French Prime Minister Manuel Valls has issued a warning that robust criticism of Israel’s state ideology is being viewed as anti-Semitism.
His comments have prompted concerns that Palestine solidarity activists could face even harsher state repression than they currently encounter.
Valls made his comments in the National Assembly on Wednesday after an anti-Palestinian lawmaker accused the campaign for boycott, divestment and sanctions against Israel of inciting the murder of Jews.
Meyer Habib falsely claimed the BDS campaign targeted Jews and faulted the Valls government for not doing enough to crack down on it.
“In recent months the campaign to boycott Israel, or BDS, has reached alarming proportions,” Habib told parliament.
“I wrote to the minister of justice, not once but twice, without any response,” he complained. “Mr. Prime Minister, when it comes to discrimination, to racism and anti-Semitism, no act is harmless: all endanger the republic, especially if they remain unpunished.”
Habib holds one of the seats for French citizens living abroad. His district includes southeastern Europe and Israel. In practice, however, he has operated more as a representative of Israel’s government, rather than of French citizens.
He was elected to the seat with the endorsement of Israeli Prime Minister Benjamin Netanyahu.
“The boycott creates a climate of hate in France,” Habib claimed. “Have we forgotten that in January it was the Hyper Cacher supermarket that [Amedy] Coulibaly chose as a target? Stigmatization occurs before killing.”
Habib was implying that BDS activism had inspired the murder of four people at a kosher supermarket in Paris on 13 January, the same day as the Charlie Hebdo attack.
The lawmaker asserted that the recent EU decision, supported by the French government, to accurately label products from Israeli settlements in the occupied West Bank and Golan Heights “stems from the same logic of stigmatization.”
“Does Europe have nothing better to do when the Islamic gangrene is spreading and there are massacres in Toulouse, Brussels and in the middle of Paris?” Habib asked.
Citing a recent French court ruling, Habib claimed that “calling for the boycott of Israel is illegal.”
He complained that French BDS campaigners were due to hold a conference the following day at the University of Paris VIII.
Attachment to Israel
Far from rejecting the assertion that his own government was contributing to the murder of Jews by backing the labeling of settlement goods, the prime minister used the opportunity to warmly praise Habib, telling him, “I know your attachment, which I share, to the State of Israel.”

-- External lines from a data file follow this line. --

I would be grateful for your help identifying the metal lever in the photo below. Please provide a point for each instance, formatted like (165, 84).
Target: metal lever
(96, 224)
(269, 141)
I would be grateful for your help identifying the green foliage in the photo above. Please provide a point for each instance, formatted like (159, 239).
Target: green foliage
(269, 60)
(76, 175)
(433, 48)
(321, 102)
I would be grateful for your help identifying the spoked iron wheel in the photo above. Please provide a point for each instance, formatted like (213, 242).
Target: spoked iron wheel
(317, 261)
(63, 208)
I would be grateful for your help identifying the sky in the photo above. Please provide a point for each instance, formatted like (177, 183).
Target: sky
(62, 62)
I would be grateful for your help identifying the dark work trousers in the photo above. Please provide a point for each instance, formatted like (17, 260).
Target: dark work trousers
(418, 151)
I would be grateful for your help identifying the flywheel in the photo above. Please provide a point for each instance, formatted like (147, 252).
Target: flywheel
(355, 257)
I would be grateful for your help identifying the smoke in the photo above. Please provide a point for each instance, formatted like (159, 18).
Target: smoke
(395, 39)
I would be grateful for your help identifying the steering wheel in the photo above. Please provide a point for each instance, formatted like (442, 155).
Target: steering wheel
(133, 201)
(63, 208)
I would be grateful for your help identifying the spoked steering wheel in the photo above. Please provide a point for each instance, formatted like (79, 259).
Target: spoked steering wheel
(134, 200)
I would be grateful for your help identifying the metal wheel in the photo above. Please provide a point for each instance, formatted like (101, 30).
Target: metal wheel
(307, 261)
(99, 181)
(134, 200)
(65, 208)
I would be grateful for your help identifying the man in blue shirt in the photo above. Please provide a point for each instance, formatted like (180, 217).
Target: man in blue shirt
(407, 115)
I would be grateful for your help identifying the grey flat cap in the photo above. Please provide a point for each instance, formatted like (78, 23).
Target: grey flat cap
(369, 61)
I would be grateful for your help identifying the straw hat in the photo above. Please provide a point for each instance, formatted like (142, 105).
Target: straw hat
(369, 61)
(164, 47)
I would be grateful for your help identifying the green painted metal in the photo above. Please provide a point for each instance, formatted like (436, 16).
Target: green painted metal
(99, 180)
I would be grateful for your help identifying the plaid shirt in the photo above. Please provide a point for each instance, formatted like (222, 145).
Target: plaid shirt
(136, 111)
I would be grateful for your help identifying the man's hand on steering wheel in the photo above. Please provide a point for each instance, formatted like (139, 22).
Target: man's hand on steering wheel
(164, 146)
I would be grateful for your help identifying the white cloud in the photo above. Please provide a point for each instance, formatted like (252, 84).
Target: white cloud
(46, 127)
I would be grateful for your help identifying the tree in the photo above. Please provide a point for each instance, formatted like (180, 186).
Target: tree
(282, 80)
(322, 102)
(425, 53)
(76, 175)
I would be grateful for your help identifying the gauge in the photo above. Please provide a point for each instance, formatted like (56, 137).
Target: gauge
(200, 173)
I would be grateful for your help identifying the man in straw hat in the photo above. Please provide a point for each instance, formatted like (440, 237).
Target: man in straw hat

“I tell you in the clearest possible terms,” Valls added, “the government condemns all campaigns to boycott Israeli products.”
Valls also backed Habib’s assertion that opposition to Zionism – Israel’s state ideology – “tips into anti-Semitism.”
“I warn all those who participate in these types of campaign, which lend themselves not to condemning this or that policy, but Zionism, and from there pass blithely into anti-Semitism,” the prime minister said.
It also condemned the prime minister’s comments for “confirming at the highest level of the state” a false conflation between anti-Semitism and anti-Zionism.
Habib’s assertion that BDS activism might have contributed to the murder spree at the kosher supermarket is “particularly shameful and shocking,” the statement added, “especially when one knows that Campagne BDS France struggles against all forms of racism and hatred, whether anti-Semitism or Islamophobia.”
Prime Minister Valls did not specify what consequences might await citizens who defy his warning, but France has a long history of prosecuting campaigners for Palestinian rights and restricting their free speech.
And since the 13 November attacks, France has been under a state of emergency, giving the government even more draconian powers.
It has already used them for blatantly political purposes that have no conceivable connection to fighting terrorism.
During the recent Paris summit on climate change, the French authorities used their emergency powers to place 24 environmental activists under house arrest.
One of the the banned persons was accused in a government warrant of being a “principal leader of the ultra-left movement.”
The French branch of Amnesty International has warned that the state of emergency presents a threat to basic democratic freedoms and individual rights in France.
Anti-Palestinian campaigners were quick to capitalize on the 13 November atrocities that killed 130 people across Paris in order to tar the BDS movement.
Pro-Israel media and the extremist Ligue de Défense Juive (Jewish Defense League) claimed without a shred of evidence that the Bataclan concert venue where gunmen killed 90 people “was targeted as punishment for hosting pro-Israel events.”
It may only be a matter of time before police – who have carried out thousands of warrantless raids on homes and businesses across France – turn their attention to the Palestine solidarity movement.
“Despite all these attacks that seek to silence us and criminalize solidarity with the Palestinian people, at the price of freedom of expression, we remain more determined than ever to continue and amplify our fight against Israeli apartheid,” Campagne BDS France stated.
Palestine solidarity activists in France, facing mounting threats from the hate and slander campaigns of anti-Palestinian extremists allied with a repressive government, will themselves undoubtedly need a great deal of international solidarity in the days ahead.